Temel Fen,Matematik derslerini de yine Bayan Sullivan'dan öğrenir.
10 yaşında, Horace Mann Okulu'ndan gelen Bayan Sarah Fuller'den konuşmayı öğrenir. Bayan Fuller, ses çıkardığı zaman Helen'in elini yavaşça yüzünde dolaştırarak dilinin ve dudaklarının aldığı şekli gösteriyordu.Uzun süren tekrarlar ve Bayan Sullivan'ın desteğiyle konuşmayı öğrenir.
13 yaşına geldiğinde temel düzeyde Fransızca'yı kendi kendine öğrenmiştir.
14 yaşında New York'taki Wright-Humason İşitme Engelliler Okulu'na başlar.Okuldaki iki yıl boyunca matematik, Fransızca ve Almanca öğrenir.
16 yaşında Radeliff Koleji hazırlık okulu olan Cambridge Kız Okulu'na başlar.Bayan Sullivan Helen'le birlikte derslere girer ve dersleri onun anlayabileceği şekilde eline heceleyerek tercüme eder.
Almanca öğretmeni ve okul müdürü de Helen'e ders anlatabilmek için el içine hecelemeyi öğrenir.
Sınavları odasında yapılır.Okul müdürü, soruları el alfabesi ile Helen'e okur, Helen'de cevabı özel daktilosuyla yazar.
20 yaşında artık Radeliffe Koleji öğrencisidir.24 yaşında Edebiyat Fakültesi diplomasını alır.

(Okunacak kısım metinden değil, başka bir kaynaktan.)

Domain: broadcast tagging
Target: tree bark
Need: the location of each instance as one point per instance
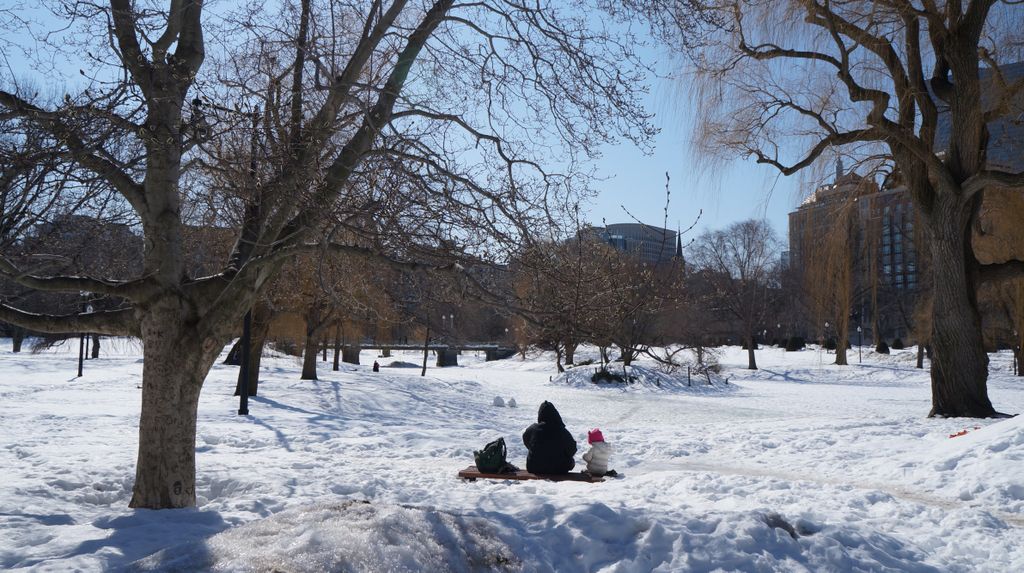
(960, 363)
(17, 337)
(309, 353)
(841, 347)
(233, 357)
(426, 350)
(176, 361)
(257, 334)
(570, 353)
(337, 348)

Helen Keller, bir yandan yazılarını yazarken, bir yandan da üyesi olduğu Amerikan Görme Engelliler Derneği ve Dünya Görme Engelliler Birliği için ülke ülke dolaşarak konferanslara katılır, yardımlar toplar.

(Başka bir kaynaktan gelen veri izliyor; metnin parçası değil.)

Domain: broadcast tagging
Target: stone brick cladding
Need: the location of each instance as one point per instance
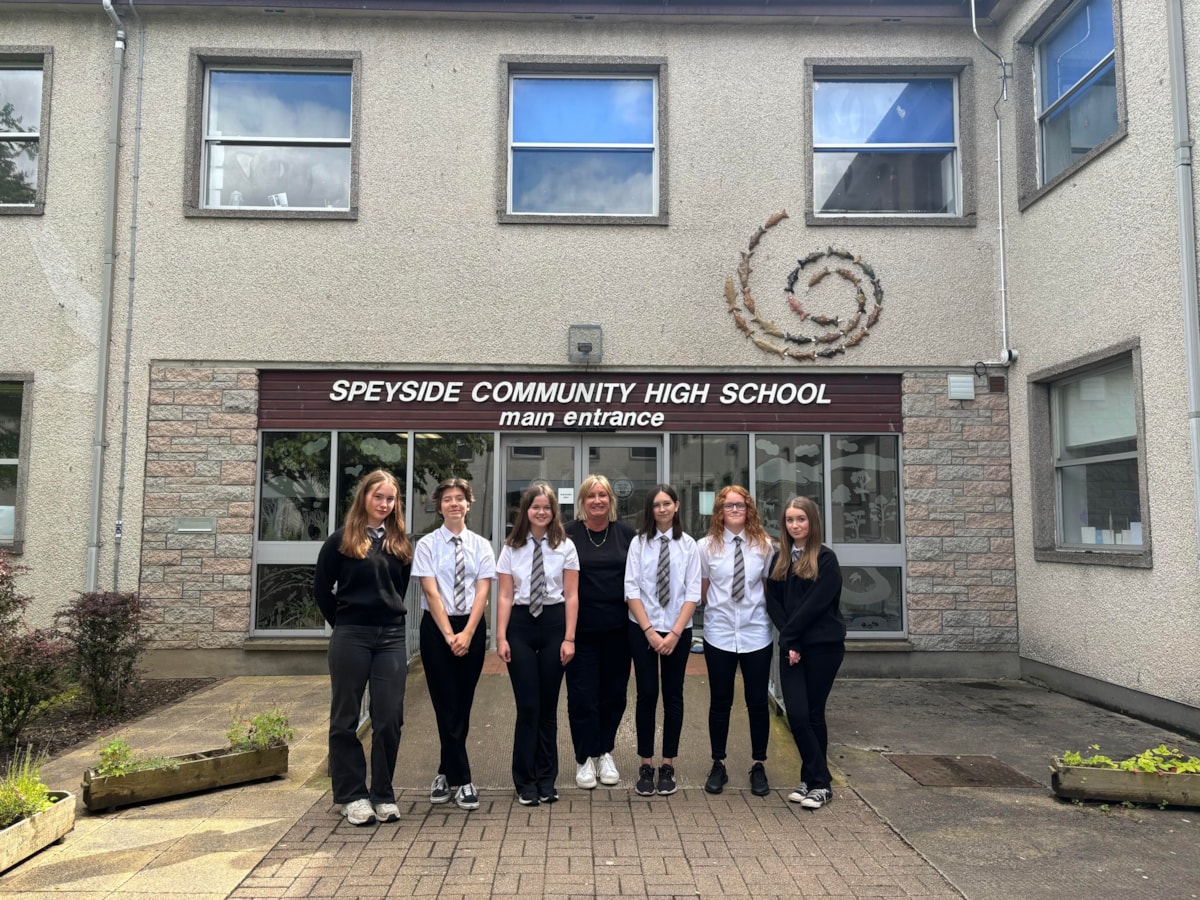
(202, 443)
(958, 493)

Bir çok kitap, makale, biyografi yazan Helen Keller etkinlikleri ve çalışmaları nedeniyle defalarca üstün hizmet ödülü ve çeşitli üniversitelerin onursal doktorasını alır.
Tüm eğitimi ve çalışmaları sırasında daima yanında olan öğretmeni Bayan Sullivan 1936 yılında vefat eder."Öğretmenim bana o kadar yakındı ki, onu kendimden ayrı bir parça olarak düşünemiyordum. Güzel şeyler karşısında duyduğum mutluluğun ne kadarı benim, ne kadarı onundu ayırmak olanaksızdı. Benliği o kadar benimle bütünleşmişti ki, ayak izlerim onunkilere karışmıştı. İçimde var olan her güzel şey ona aitti. Her yetenek ya da neşe kırıntısı, onun sevgi dolu dokunuşuyla açığa çıkmıştı."diye anlatır öğretmenini kitabında.
88 yaşında hayata veda eden Helen Keller için "Bilgi, güçtür.".O yaşamı parmak uçlarıyla keşfetti. Ve bize,"Yaşama sımsıkı sarılmak için daha ne bekliyorsunuz?" diye soruyor.